Adama Barry, Miss Fouta 2013 : ’’La Guinée n’est pas divisée en 4 régions naturelles, mais elle comprend 4 régions naturelles...’’

article mise à jour : 22 juillet 2013
Étudiante en 2ème année Santé publique, Adama Barry a été élue Miss Fouta 2013. Cet évènement qui est à sa deuxième Edition, organisé par ‘’Guinée Evènement Culturel’’, a pour but d’élire la plus belle fille du Fouta. Ces critères de sélection restent simples. Etre du Fouta ou parler la langue ‘’Poular’’. Ensuite garder le teint naturel, connaitre les traditions, avoir une éducation Foutanienne et les défilés se font dans des tissus traditionnels de la région avec des tresses locales. Placé sous le thème de ‘’la réconciliation nationale’’, Adama Barry, 1m70, 48 kg s’est hissée cette année à la tête de la beauté foutanienne. Elle a reçu la rédaction de Guinée-culture pour un entretien. Lisez !

Etre élue Miss Fouta, qu’est ce que cela représente à vos yeux ?

C’est une fierté pour moi et une grande joie. Etre Miss Fouta n’a pas été facile. Nous avons fait des défilés qui nous ont beaucoup fatigués, mais les moniteurs que nous avons eus, ont su nous aider à relever le défi.

Quelles ont été vos attitudes personnelles vous permettant de dépasser les autres candidates ?

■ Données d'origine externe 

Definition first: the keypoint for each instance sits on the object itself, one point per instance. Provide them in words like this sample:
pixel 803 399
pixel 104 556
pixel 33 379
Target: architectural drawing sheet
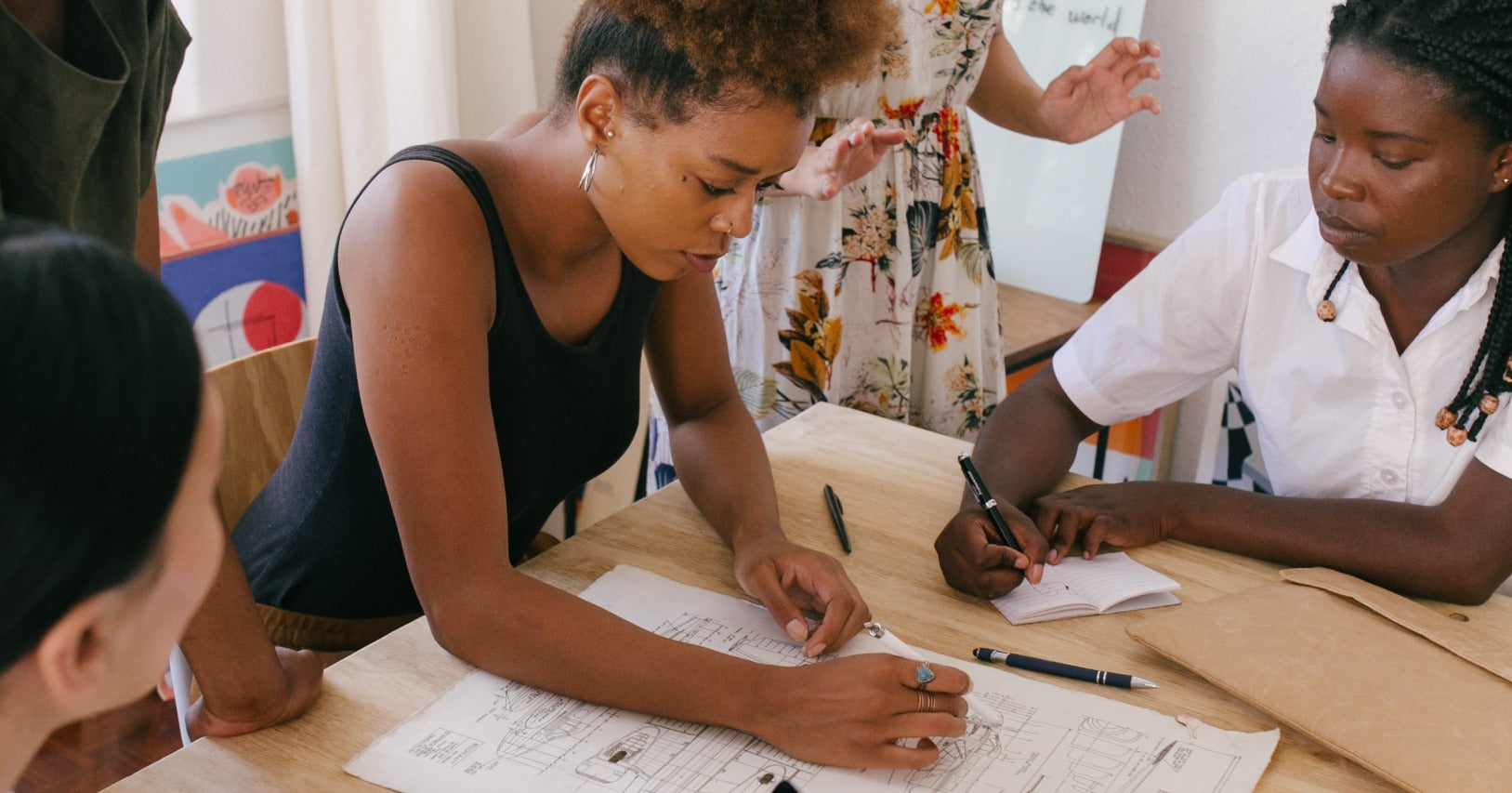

Selon les membres du jury, c’est l’interview qui m’a permise de dépasser les autres. Le thème portait sur la réconciliation nationale et je me suis bien exprimée la dessus. On s’est exprimé en ‘’poular’’ et en français.

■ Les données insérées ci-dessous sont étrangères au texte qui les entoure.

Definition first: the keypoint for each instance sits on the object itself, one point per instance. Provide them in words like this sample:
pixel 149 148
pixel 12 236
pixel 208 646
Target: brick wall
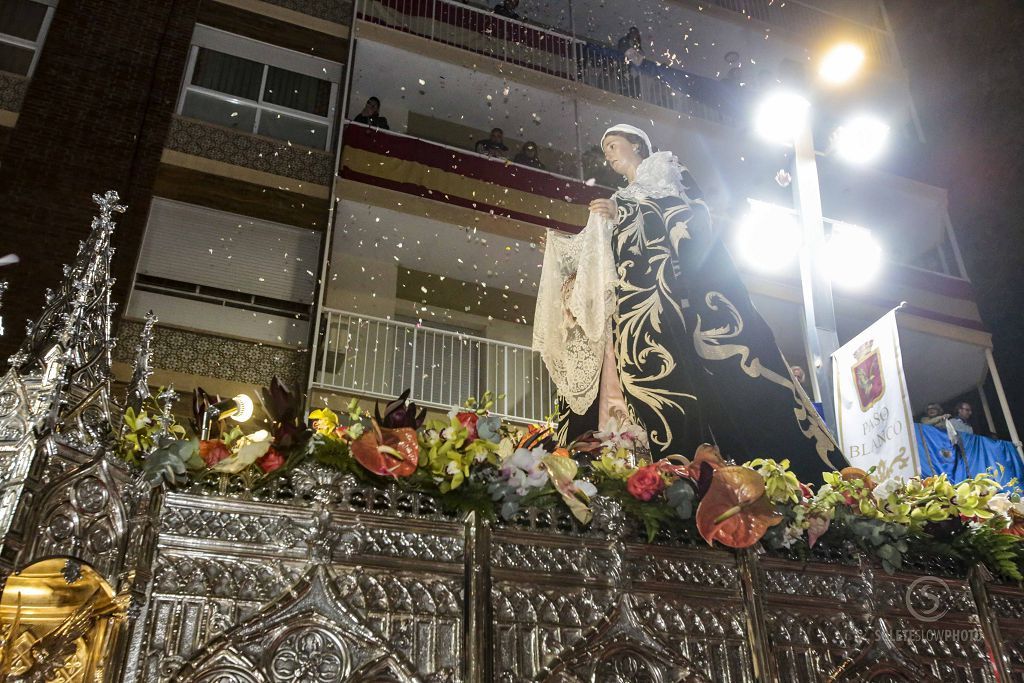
pixel 94 118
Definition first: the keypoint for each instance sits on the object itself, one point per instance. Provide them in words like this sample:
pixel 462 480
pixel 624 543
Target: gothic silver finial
pixel 138 387
pixel 3 288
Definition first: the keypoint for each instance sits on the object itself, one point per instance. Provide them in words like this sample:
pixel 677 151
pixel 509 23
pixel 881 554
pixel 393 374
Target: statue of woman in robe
pixel 642 316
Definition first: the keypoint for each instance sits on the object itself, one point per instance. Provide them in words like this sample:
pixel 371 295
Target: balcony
pixel 550 51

Est-ce que ça été facile pour vous de convaincre vos parents afin de vous laisser vous présenter Miss Fouta ?

En réalité mes parents ne sont pas difficiles. Mon père comprend facilement les choses, il aime aussi les défilés de mode. J’ai réussi facilement à les convaincre afin qu’ils acceptent que je me présente à cette compétition.

Avez-vous d’autres ambitions au delà de Miss Fouta ?

Oui j’ai des ambitions. Je veux d’abord terminer mes études. Ensuite, j’ai plein de projets. J’ai remarqué que les filles ont oublié nos coutumes. Pourtant, nos tresses et nos habits traditionnels sont très jolis. Quand j’aurai les moyens, je voudrais bien ouvrir un centre de coiffure spécial ‘’Djoubadè’’.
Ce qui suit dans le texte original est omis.